Zur Eröffnung begrüßte Tobias Schmidt, Vorsitzender des Vorstands der BAG BBW, die Teilnehmenden und betonte die besondere Bedeutung ihres Engagements. Das Treffen stehe nicht nur im Zeichen der Teilhabe, sondern auch der Demokratie. Indem sich die Teilnehmendenvertretungen einbringen, Interessen vertreten, diskutieren und mitgestalten, lebten sie demokratische Prozesse im Alltag – etwas, das keineswegs selbstverständlich und gerade deshalb von großer Bedeutung sei.
„Das, was Sie in Ihren Berufsbildungswerken tagtäglich leben, ist gelebte Demokratie. Sie vertreten Interessen, Sie bringen sich ein, Sie diskutieren, wägen ab und gestalten mit. Das ist alles andere als selbstverständlich – und gerade deshalb so wertvoll“, so Tobias Schmidt.

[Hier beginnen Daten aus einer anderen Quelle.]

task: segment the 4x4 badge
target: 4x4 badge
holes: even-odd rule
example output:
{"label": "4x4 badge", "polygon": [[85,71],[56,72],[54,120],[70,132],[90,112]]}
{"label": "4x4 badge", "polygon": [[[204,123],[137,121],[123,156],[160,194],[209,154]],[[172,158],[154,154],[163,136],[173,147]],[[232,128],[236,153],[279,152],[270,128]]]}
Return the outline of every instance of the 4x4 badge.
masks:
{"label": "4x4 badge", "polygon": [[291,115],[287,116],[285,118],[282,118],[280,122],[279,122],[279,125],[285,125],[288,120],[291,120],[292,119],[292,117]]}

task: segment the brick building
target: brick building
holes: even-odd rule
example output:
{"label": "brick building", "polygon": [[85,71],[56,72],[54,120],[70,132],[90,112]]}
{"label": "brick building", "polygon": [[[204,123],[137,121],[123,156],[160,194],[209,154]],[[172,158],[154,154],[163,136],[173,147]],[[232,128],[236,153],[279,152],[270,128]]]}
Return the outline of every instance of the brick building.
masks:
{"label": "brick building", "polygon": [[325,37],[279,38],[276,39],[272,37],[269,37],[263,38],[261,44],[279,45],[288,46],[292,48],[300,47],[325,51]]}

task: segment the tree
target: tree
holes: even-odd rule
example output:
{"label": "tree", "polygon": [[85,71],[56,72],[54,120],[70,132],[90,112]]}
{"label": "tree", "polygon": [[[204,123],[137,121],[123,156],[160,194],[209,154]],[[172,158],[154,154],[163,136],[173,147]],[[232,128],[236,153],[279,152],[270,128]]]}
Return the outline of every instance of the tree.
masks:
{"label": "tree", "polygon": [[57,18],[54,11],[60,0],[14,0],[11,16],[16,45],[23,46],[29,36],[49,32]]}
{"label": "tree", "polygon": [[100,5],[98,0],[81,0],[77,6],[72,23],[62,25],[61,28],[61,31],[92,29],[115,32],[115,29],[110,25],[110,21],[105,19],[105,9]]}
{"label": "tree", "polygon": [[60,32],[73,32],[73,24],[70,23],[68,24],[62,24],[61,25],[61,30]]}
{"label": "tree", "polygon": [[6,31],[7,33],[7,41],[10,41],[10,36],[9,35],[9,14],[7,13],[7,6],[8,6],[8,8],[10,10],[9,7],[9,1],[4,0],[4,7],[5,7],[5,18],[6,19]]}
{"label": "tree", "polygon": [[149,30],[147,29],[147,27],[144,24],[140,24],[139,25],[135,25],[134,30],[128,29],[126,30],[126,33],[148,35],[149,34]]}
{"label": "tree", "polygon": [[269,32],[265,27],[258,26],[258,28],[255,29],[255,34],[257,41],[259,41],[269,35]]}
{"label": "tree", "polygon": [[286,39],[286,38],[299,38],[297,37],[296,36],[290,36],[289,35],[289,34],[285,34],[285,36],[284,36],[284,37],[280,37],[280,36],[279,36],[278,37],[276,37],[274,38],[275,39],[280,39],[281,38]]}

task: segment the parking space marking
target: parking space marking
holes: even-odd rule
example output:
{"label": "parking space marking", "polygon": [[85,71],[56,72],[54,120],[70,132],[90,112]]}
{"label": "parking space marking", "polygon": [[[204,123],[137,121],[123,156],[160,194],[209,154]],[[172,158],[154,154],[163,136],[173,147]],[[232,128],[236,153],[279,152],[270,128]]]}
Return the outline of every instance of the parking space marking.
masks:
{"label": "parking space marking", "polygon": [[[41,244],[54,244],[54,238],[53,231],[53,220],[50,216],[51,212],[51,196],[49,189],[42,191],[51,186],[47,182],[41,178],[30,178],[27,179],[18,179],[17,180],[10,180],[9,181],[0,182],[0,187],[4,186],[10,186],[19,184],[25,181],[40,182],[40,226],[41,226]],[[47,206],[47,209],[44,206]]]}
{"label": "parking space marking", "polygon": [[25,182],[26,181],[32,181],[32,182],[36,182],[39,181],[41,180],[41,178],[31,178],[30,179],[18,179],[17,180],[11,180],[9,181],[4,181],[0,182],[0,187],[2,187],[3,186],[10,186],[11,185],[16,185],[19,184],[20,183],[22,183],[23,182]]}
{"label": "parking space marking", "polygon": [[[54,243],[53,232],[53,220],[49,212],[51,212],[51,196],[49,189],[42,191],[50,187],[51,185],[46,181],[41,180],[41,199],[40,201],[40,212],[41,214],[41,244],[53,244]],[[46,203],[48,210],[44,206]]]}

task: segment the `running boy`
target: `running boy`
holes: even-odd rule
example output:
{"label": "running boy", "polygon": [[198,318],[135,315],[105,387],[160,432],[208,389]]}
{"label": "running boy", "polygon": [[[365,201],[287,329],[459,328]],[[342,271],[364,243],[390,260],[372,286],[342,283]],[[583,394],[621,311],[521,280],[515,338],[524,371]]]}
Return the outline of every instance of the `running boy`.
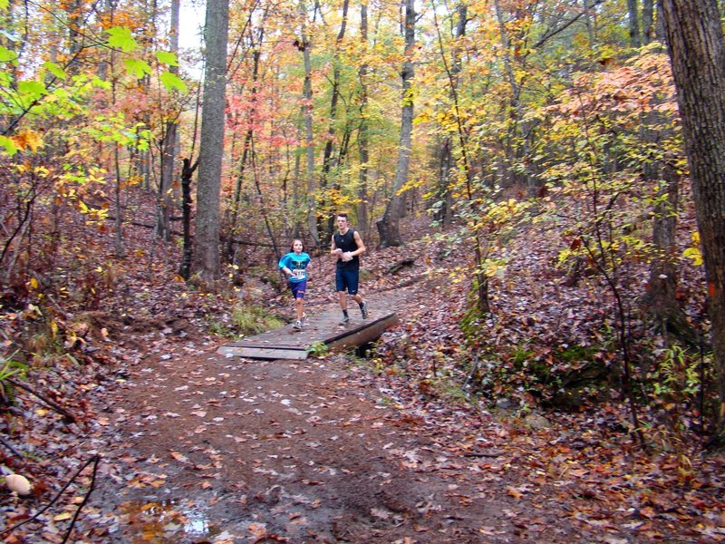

Mit Blick auf aktuelle gesellschaftliche Entwicklungen machte er zudem deutlich, dass Werte wie Vielfalt, Toleranz und Inklusion zunehmend unter Druck geraten. Umso wichtiger sei es, eine klare Haltung für Offenheit, Respekt und ein solidarisches Miteinander zu zeigen. Gerade junge Menschen hätten dabei eine entscheidende Rolle: Sie gestalten nicht nur ihr unmittelbares Umfeld im BBW, sondern prägen auch die Gesellschaft von morgen. Ziel müsse es sein, Inklusion als gelebte Realität zu stärken und echte Mitbestimmung zu ermöglichen.
Auch Roman Hanle, Mitglied im Vorstand der BAG BBW und Leiter des Fachausschusses TNV, machte in seiner Eröffnung deutlich, wie wichtig die Beteiligung der Teilnehmendenvertretungen an zentralen Prozessen in den Berufsbildungswerken ist.
Durch das Programm führten Sascha Pothen, Fabio Radosavljevic und Tobias Rabe. Alle drei kennen die Beteiligungsprozesse aus ihrer eigenen Arbeit als Teilnehmendenvertretung beziehungsweise als Vertrauensperson.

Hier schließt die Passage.